YUM!!! Posh prawn toast!! Looks absolutely delicious Ellie..Hope you get back into the swing of things...I'm feeling the Autumn Blues too..worst still I have the flu now :( Looking forward to all your future projects.. Har Gao's on my list as well! :)

Relishment (Rory Hart) said...

I can't go past prawn toast, it is probably one of my guilty pleasures that I must indulge from time to time.

chopinandmysaucepan said...

Love salmon roe and they add to the colour and glam of the dish too :)

Angie Lives to Eat (and Cook)! said...

Very posh prawn toasts indeed! ;) But I'd definately prefer to have these anyday! Yummo!

Jeannie said...

Great photos and a very apt name for this toast...looking forward to more delicious goodness!

Barbara said...

What a gorgeous presentation, Ellie. Considering you're still not in the blogging mode, I'd say you have a winner.
Can't wait to see the rest of your "to do" list!

the jr. chef said...

Beautiful pictures and writing style. The blog title is very fitting and cute. Please visit my blog www.pickyeatersolutions.blogspot.com and leave a few tips that have been helpful with you and your blog, I would really appreciate it. Thanks so much.

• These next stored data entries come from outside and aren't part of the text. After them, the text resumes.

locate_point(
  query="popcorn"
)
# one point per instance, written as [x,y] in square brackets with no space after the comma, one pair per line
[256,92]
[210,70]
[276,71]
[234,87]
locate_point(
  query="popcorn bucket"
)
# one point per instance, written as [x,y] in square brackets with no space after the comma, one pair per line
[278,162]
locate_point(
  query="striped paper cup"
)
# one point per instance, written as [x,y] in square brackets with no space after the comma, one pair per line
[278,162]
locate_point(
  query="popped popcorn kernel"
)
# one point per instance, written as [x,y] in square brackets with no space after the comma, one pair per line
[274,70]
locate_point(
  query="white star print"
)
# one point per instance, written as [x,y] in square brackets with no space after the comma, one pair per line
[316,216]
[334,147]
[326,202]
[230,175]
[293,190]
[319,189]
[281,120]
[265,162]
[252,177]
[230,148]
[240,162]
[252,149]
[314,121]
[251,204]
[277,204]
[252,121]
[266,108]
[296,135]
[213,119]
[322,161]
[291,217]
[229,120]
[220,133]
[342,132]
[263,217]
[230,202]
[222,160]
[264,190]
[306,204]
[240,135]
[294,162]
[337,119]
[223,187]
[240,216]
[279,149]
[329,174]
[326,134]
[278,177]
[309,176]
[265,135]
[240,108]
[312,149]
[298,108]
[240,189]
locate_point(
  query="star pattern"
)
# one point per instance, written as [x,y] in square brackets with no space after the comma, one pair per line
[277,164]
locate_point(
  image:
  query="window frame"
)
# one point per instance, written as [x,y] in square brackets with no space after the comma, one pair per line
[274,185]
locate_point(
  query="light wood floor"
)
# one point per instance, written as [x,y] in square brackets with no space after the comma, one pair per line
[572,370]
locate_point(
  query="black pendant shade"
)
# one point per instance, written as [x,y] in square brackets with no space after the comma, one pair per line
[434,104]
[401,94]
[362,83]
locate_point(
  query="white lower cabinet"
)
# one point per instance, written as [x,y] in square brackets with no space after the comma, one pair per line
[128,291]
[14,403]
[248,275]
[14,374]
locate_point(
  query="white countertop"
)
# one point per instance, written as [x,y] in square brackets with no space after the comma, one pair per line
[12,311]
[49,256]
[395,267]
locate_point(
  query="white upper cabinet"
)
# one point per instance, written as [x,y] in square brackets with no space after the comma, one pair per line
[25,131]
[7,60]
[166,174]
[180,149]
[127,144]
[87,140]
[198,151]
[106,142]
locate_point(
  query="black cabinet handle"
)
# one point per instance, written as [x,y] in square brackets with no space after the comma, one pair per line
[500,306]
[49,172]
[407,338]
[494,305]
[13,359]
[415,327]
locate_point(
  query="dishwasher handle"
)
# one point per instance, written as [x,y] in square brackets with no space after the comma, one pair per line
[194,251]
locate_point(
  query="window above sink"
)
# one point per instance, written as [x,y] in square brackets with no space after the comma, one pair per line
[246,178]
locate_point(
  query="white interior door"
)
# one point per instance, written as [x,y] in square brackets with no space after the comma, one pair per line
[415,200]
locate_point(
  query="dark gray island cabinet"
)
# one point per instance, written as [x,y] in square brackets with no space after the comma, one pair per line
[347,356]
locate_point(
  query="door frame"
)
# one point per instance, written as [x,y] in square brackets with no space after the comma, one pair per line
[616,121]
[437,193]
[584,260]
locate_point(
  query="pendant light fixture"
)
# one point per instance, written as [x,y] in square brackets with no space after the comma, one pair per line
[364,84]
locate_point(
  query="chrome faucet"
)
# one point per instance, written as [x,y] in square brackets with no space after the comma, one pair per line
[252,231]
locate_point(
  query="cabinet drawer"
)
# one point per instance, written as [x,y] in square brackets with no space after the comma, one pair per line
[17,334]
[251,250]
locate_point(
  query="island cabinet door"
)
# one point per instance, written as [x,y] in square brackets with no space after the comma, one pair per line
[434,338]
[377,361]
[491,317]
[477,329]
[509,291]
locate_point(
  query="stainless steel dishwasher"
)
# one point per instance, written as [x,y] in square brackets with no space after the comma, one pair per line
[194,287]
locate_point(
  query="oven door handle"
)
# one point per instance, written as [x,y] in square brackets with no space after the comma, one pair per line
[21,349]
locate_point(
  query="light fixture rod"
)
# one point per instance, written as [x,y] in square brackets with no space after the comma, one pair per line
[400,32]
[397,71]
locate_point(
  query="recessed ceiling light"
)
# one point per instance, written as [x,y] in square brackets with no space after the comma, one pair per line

Xiaolu @ 6 Bittersweets said...

I can't believe it but I've never actually had prawn toast and it's never seemed appealing until now. I LOVE gochujang and it's basically enough reason to convince me to try any dish...plus how awesome is "red dragon" for the name of a sauce!

Jess said...

I'm also having a not-getting-back-in-the-swing of blogging few weeks. It's so easy to get up, walk away, and enjoy making the food without taking pictures or writing a blog post that takes around an hour to write.
Can't wait to see your new 'home'!! I'm going there now!

pigpigscorner said...

I like the idea of citrusy mayo. Looks so good esp with the spicy sauce. YUM!

Janine said...

oooh I'm really really really looking forward to your Nyonya spiral curry puff!!! And I've never had prawn toast this posh - with yuzu mayo and red dragon sauce sounds like something I'd have in a restaurant!

Victoria said...

I'm sorry you haven't felt super motivated lately. Trust me, a lot of bloggers (including yours truly) go through that from time to time. I look forward to reading your new blog as well. These shrimp toasts are beautiful and I love your updated sauces too. Very nicely done.